Sound practices in database management are required to deal effectively with problems of complexity in global change studies and other large interdisciplinary research and assessment projects. Although a great deal of attention and resources has been devoted to this type of research in recent years, little guidance has been provided on overcoming the barriers frequently encountered in the interfacing of disparate data sets. And although there is a wealth of relevant experience at the working level in the research community, this experience generally has not been analyzed and organized to make it more readily available to researchers.
Because of the increasing importance of conducting interdisciplinary environmental research and assessments, both nationally and internationally, the Committee for a Pilot Study on Database Interfaces was charged to review and advise on data interfacing activities in that context.
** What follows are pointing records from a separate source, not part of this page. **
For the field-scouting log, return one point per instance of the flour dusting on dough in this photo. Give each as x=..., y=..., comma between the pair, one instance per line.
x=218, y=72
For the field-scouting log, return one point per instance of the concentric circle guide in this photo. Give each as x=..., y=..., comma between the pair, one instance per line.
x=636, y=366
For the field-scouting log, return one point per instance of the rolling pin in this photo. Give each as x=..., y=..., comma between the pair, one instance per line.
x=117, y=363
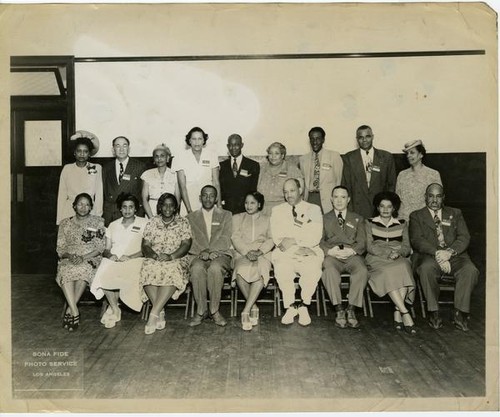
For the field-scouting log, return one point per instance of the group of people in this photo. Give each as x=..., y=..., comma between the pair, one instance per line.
x=327, y=216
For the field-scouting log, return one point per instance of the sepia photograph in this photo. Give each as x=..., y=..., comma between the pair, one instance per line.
x=249, y=207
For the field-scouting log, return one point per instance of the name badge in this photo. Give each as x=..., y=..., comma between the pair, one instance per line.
x=297, y=222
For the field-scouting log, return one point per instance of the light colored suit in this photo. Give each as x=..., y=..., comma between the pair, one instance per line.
x=306, y=230
x=423, y=239
x=353, y=235
x=383, y=178
x=330, y=174
x=208, y=276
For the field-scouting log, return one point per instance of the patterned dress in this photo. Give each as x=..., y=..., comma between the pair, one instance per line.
x=252, y=232
x=271, y=180
x=411, y=186
x=387, y=275
x=75, y=180
x=166, y=239
x=123, y=276
x=79, y=238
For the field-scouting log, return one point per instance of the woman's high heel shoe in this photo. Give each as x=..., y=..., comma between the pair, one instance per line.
x=245, y=321
x=66, y=320
x=410, y=329
x=398, y=321
x=74, y=323
x=150, y=327
x=254, y=315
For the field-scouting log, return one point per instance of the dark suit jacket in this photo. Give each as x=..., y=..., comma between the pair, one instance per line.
x=354, y=178
x=423, y=236
x=233, y=189
x=353, y=235
x=220, y=239
x=112, y=189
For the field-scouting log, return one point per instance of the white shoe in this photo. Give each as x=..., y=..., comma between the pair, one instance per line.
x=161, y=323
x=289, y=315
x=107, y=314
x=254, y=315
x=304, y=317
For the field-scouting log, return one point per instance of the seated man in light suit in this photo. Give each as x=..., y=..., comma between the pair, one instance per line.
x=211, y=229
x=344, y=242
x=440, y=238
x=296, y=230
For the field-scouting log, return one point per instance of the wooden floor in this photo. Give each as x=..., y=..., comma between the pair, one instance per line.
x=271, y=361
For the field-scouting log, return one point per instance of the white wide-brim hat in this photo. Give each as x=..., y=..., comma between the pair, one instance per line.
x=85, y=134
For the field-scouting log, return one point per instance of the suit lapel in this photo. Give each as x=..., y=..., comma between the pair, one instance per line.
x=361, y=171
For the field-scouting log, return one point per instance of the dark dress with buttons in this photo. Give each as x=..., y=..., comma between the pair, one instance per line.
x=386, y=275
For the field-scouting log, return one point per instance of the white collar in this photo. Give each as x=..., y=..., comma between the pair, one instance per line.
x=393, y=220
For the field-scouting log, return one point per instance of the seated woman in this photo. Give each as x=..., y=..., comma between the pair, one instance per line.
x=252, y=242
x=159, y=180
x=388, y=246
x=118, y=274
x=80, y=242
x=165, y=245
x=273, y=175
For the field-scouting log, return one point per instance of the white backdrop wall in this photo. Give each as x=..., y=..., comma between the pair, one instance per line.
x=280, y=100
x=449, y=102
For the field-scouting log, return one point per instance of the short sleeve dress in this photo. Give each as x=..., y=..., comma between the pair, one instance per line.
x=122, y=276
x=198, y=173
x=75, y=180
x=79, y=238
x=411, y=186
x=166, y=239
x=159, y=184
x=252, y=232
x=386, y=275
x=271, y=180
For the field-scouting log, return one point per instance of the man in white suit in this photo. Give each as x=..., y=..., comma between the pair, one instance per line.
x=322, y=170
x=296, y=227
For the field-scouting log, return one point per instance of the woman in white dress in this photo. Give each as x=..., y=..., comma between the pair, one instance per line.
x=197, y=167
x=80, y=177
x=252, y=242
x=159, y=180
x=118, y=274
This report is the result of that study. The focus is on developing analytical and functional guidelines to help researchers and technicians engaged in interdisciplinary research—particularly those projects that involve both geophysical and ecological issues—to better plan and implement their supporting data management activities. It also is aimed at informing those individuals responsible for funding, managing, or evaluating such studies and activities.
SUMMARY OF CONCLUSIONS AND RECOMMENDATIONS
The committee used six case studies (1) to identify and to understand the most important problems associated with collecting, integrating, and analyzing environmental data from local to global spatial scales and over a very wide range of temporal scales, and (2) to elaborate the common barriers to interfacing data of disparate sources and types. Consistent with the committee's charge, the primary focus was on the interfacing of geophysical and ecological data. The committee derived a number of lessons from the case studies, and these lessons are summarized at the end of each case study and analyzed in Chapter 8. Some are generic in nature; others are more specific to a discipline or project.
The conclusions and recommendations are all based on the committee's analysis of the case studies and on additional research. They are organized according to four major areas of barriers or challenges to the effective interfacing of diverse environmental data. These are barriers deriving from the data themselves, from the users' needs, from organizational interactions, and from system considerations. In the final section the committee offers a set of broadly applicable principles—Ten Keys to Success—that can be used by scientists and data managers in planning and conducting data interfacing activities.
Addressing Barriers Deriving from the Data
The spatial and temporal scales of the disciplines important to environmental research vary enormously. Such variation was certainly typical of the ecological and geophysical data sets that were reviewed in this study. For instance, massive data sets that cover large areas are routinely collected and used in the physical sciences, while such data sets are much less common in ecological disciplines. These differences reflect distinct historical traditions, working methods, and judgments about what processes are important and the temporal and spatial scales on which they operate. As a result, it is difficult to find geophysical and ecological data sets with matching temporal and spatial scales. In addition, attempts to equalize scales through various methods of data manipulation run the risk of creating spurious patterns and correlations.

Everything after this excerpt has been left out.